When Katelyn and I returned home, we decided to watch Miss Peregrine’s Home for Peculiar Children. It is a Tim Burton film adapting the story by author, Ransom Riggs. For those that have followed my writing and my story for a while, you know that Tim Burton is a special man. His movies were favorites of my young hero, Kethan Kumar, who regretfully passed from the side effects of his treatments for leukemia in the summer of 2013. His mom and dad were invited by Tim to watch the screening of this film in Austin earlier this year. As she texted me after Katelyn and I finished watching it, “Kethan would have loved it.” I loved it. I love Tim. I love Kethan. Kethan met Tim in the spring of 2013. Tim is a truly special man.

It was a magical movie full of spectacular creatures, spectacular stories, and spectacular film-making, as only Tim can do, and it also revealed the power of “peculiar” gifts. From Jacob, who can see invisible monsters, “hollowgasts”, to an invisible boy, Millard, to Miss Peregrine herself, an Ymbryne, a bird, that not only transforms into human form but who can also create time loops, recreating the same day over and over again, the movie is full of peculiarities. Each of us, though, is peculiar, not just these children. That is the magic of life, and why I Have Been Provoked. I truly believe that if we each harness our peculiar gifts then we can solve great problems. As I said from the stage at TEDxTrastevere in Rome in October of 2013, traveling in honor of Kethan, “can 7B human beings working together carve a canyon through the heart of cancer?
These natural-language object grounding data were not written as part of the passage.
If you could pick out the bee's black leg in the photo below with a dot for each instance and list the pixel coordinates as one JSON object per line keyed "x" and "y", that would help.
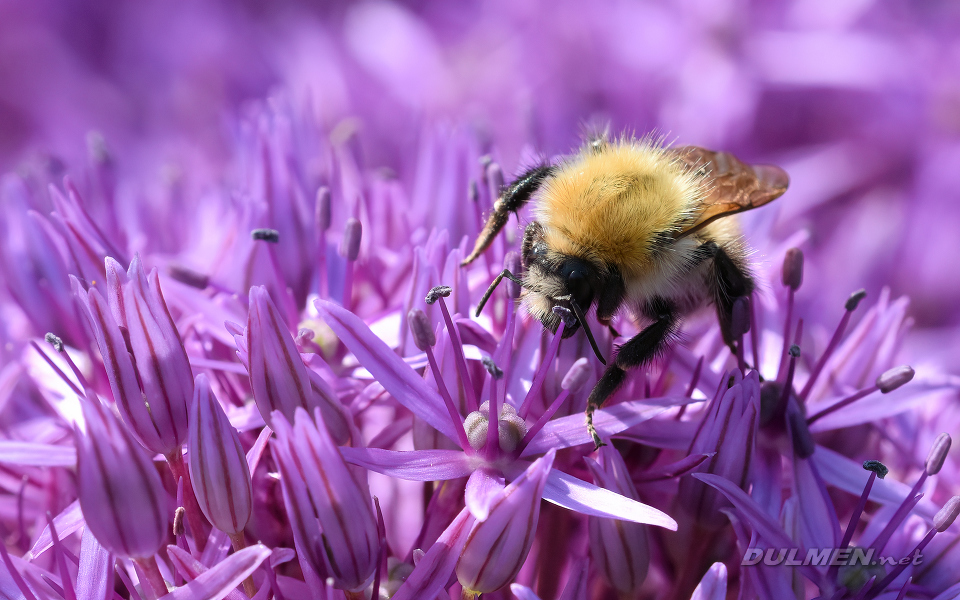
{"x": 638, "y": 350}
{"x": 730, "y": 282}
{"x": 512, "y": 198}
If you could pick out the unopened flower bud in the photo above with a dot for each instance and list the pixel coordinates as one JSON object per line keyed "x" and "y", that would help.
{"x": 330, "y": 512}
{"x": 423, "y": 335}
{"x": 120, "y": 492}
{"x": 322, "y": 214}
{"x": 894, "y": 378}
{"x": 218, "y": 464}
{"x": 437, "y": 292}
{"x": 278, "y": 377}
{"x": 350, "y": 243}
{"x": 947, "y": 515}
{"x": 578, "y": 374}
{"x": 497, "y": 547}
{"x": 792, "y": 271}
{"x": 854, "y": 300}
{"x": 938, "y": 454}
{"x": 266, "y": 235}
{"x": 877, "y": 467}
{"x": 146, "y": 363}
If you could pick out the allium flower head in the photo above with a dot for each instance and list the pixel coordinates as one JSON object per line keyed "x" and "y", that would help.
{"x": 120, "y": 493}
{"x": 304, "y": 181}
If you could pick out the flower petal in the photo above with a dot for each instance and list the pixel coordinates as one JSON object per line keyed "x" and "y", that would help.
{"x": 34, "y": 454}
{"x": 414, "y": 465}
{"x": 95, "y": 572}
{"x": 401, "y": 381}
{"x": 219, "y": 581}
{"x": 569, "y": 492}
{"x": 432, "y": 573}
{"x": 482, "y": 487}
{"x": 713, "y": 586}
{"x": 571, "y": 431}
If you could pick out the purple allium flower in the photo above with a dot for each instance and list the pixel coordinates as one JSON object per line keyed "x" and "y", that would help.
{"x": 314, "y": 171}
{"x": 218, "y": 467}
{"x": 120, "y": 493}
{"x": 330, "y": 511}
{"x": 146, "y": 363}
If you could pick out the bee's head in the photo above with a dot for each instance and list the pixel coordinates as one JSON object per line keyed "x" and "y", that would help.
{"x": 553, "y": 280}
{"x": 566, "y": 282}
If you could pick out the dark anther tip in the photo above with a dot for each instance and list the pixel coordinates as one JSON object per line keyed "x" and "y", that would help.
{"x": 491, "y": 367}
{"x": 854, "y": 300}
{"x": 440, "y": 291}
{"x": 877, "y": 467}
{"x": 266, "y": 235}
{"x": 566, "y": 315}
{"x": 54, "y": 341}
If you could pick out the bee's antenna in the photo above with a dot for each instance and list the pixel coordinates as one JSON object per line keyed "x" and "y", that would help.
{"x": 486, "y": 295}
{"x": 586, "y": 329}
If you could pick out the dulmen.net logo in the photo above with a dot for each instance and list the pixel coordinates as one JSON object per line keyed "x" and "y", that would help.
{"x": 825, "y": 557}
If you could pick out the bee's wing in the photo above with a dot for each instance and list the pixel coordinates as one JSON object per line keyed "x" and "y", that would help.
{"x": 732, "y": 185}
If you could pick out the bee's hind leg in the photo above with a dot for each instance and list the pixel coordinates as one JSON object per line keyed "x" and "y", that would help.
{"x": 730, "y": 282}
{"x": 638, "y": 350}
{"x": 512, "y": 198}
However, the connections of this movie to my story don’t stop there. A few months ago, a dear family friend and godmother to my daughter, Kyla, was visiting us in Austin. When she headed home, she left behind gifts for each of us, which is her tradition, a tradition that means so much to each of us, Taylor, Kyla, Katelyn and me. I have carried in my pocket her gift to me since she left it. It is a token. A small coin. On this coin is an image of St. Peregrine. Peregrine is from the famous Laziosi family in Italy, passed in 1345, and was canonized by Pope Benedict XIII in 1726. He was sainted by Pope Benedict because in 1325, after a vision of Christ, Peregrine was cured of cancer. To this day, Peregrine is the patron saint of cancer patients.
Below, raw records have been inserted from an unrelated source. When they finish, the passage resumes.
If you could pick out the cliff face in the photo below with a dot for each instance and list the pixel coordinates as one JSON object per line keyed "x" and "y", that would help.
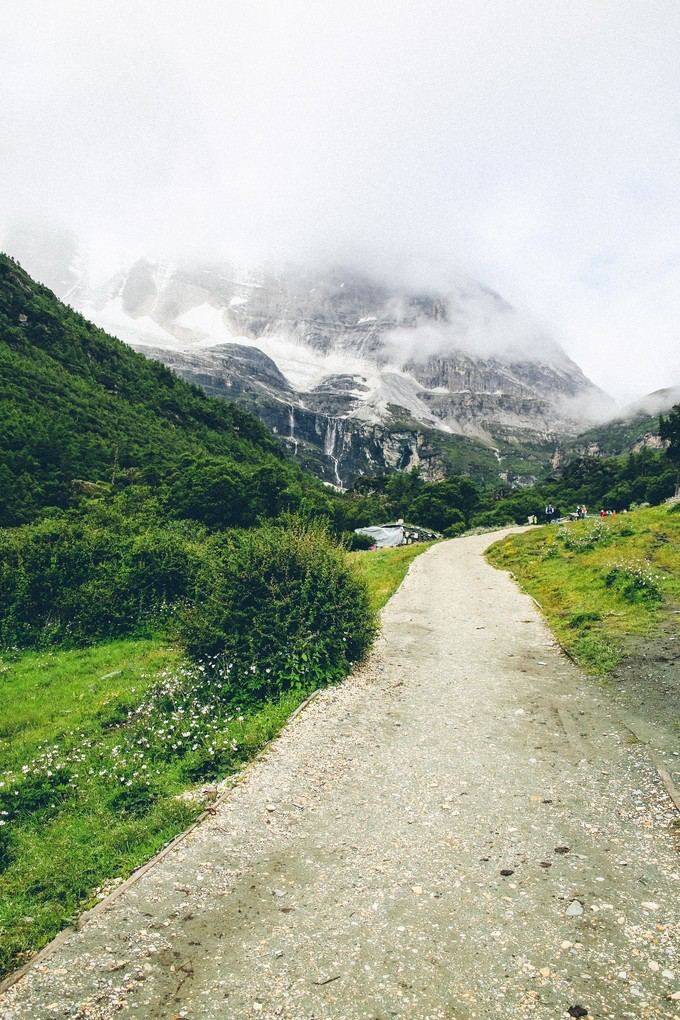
{"x": 356, "y": 376}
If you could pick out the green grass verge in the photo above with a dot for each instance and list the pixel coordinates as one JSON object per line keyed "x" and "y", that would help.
{"x": 384, "y": 569}
{"x": 70, "y": 839}
{"x": 600, "y": 582}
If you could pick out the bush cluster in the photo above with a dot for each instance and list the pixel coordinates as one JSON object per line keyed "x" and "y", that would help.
{"x": 84, "y": 576}
{"x": 276, "y": 607}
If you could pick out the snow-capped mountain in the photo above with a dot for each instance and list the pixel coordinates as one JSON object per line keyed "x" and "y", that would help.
{"x": 355, "y": 375}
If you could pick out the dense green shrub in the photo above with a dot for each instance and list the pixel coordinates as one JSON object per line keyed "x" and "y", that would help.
{"x": 277, "y": 607}
{"x": 83, "y": 576}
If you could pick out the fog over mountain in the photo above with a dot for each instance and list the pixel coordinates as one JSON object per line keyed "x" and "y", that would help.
{"x": 466, "y": 141}
{"x": 355, "y": 374}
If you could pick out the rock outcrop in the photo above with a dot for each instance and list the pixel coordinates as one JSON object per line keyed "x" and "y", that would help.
{"x": 356, "y": 376}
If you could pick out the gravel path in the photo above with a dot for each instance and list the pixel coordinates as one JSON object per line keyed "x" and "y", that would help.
{"x": 461, "y": 830}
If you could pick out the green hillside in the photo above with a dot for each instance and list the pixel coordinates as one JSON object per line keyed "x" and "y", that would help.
{"x": 77, "y": 407}
{"x": 602, "y": 582}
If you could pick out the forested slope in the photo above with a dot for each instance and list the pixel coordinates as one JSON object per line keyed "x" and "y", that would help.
{"x": 77, "y": 404}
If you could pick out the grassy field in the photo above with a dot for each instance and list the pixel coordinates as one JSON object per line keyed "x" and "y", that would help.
{"x": 600, "y": 581}
{"x": 384, "y": 569}
{"x": 88, "y": 789}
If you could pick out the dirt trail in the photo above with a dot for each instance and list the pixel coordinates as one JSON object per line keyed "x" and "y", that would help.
{"x": 357, "y": 870}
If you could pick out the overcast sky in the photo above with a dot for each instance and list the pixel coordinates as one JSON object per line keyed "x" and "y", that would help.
{"x": 532, "y": 144}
So, here’s the deal. Here’s why I am feeling particularly provoked today at the start of 2017. I am sick and tired of this time loop. We need an Ymbryne, like Miss Peregrine. Not to stop time and keep us in our own respective safe places, before cancer. We need a time loop to jump forward. We need a time loop that carries us forward to a place to where each and every unique and peculiar cancer has its own unique and peculiar answer. We need to see the hollowgast. We need to see this invisible monster, cancer, with all its tentacles, just like Tim Burton and Ransom Riggs’ characters in Miss Peregrine’s Home for Peculiar Children.

For whatever reason, this peculiarity is my calling. I see you cancer, but more importantly, I see past your tentacles and see the humanity of each and every person you afflict. I fight for them. I have Put the Gloves Back On because it is time for a new time loop. And to my friend that is looking at this particular time loop known as 2017 with trepidation, I know that you are indeed “stronger than lymphoma.” I fight for you. I fight for the “lovelies” of Beyond the Pink Moon. I fight in memory of the love of my life, my Maureen. I fight for “peculiar children,” like Kethan. I Have Been Provoked.